Wednesday, April 10, 2019

The twenty-two herbaceous flowers which I have known to be open before the first of May.

April 10. 

A calm day at last, the water almost smooth and now so low that I cannot cross the meadows. 

So ends the spring freshet (apparently), which began (not to include the winter one) March 8th and was at its height the 17th and 18th. It has lasted a month, and to-day, too, ends the windy spell. Since the 6th (q. v.) there have been two days, the 7th and 8th, of strong northwest wind, and one, the 9th, of very strong and yet colder and more northerly wind than before.

This makes twenty-two days of windy weather in all, reckoning only from the last still days (the 17th and 18th of March) and not including to-day. Of these, eleven days have been of very strong and cold northwest wind, the last, or yesterday, more northerly, — except the first, when the wind was southwest, — seven of strong wind and generally northwest, and four only of moderate wind. 

We had rain on the 18th, 22d, 24th, 25th, 29th of March, and 3d of April, and always with an easterly or southerly wind; or as often as the wind came from the east or south it brought rain, with generally considerable wind driving it, and it invariably cleared off cold with a wind from the northwest. 

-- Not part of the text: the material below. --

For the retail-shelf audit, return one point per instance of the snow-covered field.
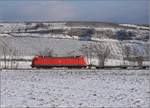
(75, 88)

The wind has regularly gone down with the sun, and risen again with it. It has been so strong as to interfere with all outdoor occupations. Yet I have not observed a single tree which was blown down by it. 

P. M. — Paddle to Well Meadow. 

I see some remarkable examples of meadow-crust floated off on the A. Wheeler meadow and above, densely covered with button-bushes and willows, etc. One sunk in five feet of water on a sandy shore, which I must examine again. 

I hear of a cinquefoil found in bloom on the 8th. It was in this sprout-land, where it was protected. 

This, with bluets, mouse-ear, and Viola ovata (of the herbaceous plants), I should call pasture flowers (among those of March and April). 

I might class the twenty-two herbaceous flowers which I have known to be open before the first of May thus: — 

Garden flowers Chickweed and shepherd's-purse. 

Meadow flowers Skunk-cabbage, caltha, chrysosplenium, dandelion, strawberry, Viola cucullata. Ranunculus repens (?). 

Rock flowers Saxifrage, crowfoot, columbine, and tower-mustard. 

Woodland flowers Epigaea, anemone, and thalictrum. 

Pasture flowers Cinquefoil, bluets, mouse-ear, and Viola sagittata

Water flowers Callitriche verna and nuphar. 

The woody plants — trees and shrubs — might be arranged under three heads, viz. : — 

Wet Land             Dry Land     Intermediate 
Alders, both (?)      Aspens            Elms 
White maple          Hazels           Red maple 
Most willows         Arbutus             Peach 
Sweet-gale        (?)Arbor-vitae       Abele 
Benzoin        Red cedar   Cultivated cherry Cassandra         Fir-balsam 
White alder [?]   (?) Sweet-fern 
Larch                   Shad-bush 
                          Salix humilis 
                          S. tristis 
                           S. rostrata 
                           Yew 


The hellebore buds [?] are quite conspicuous and interesting to-day, but not at all unrolled, though six or eight inches high. 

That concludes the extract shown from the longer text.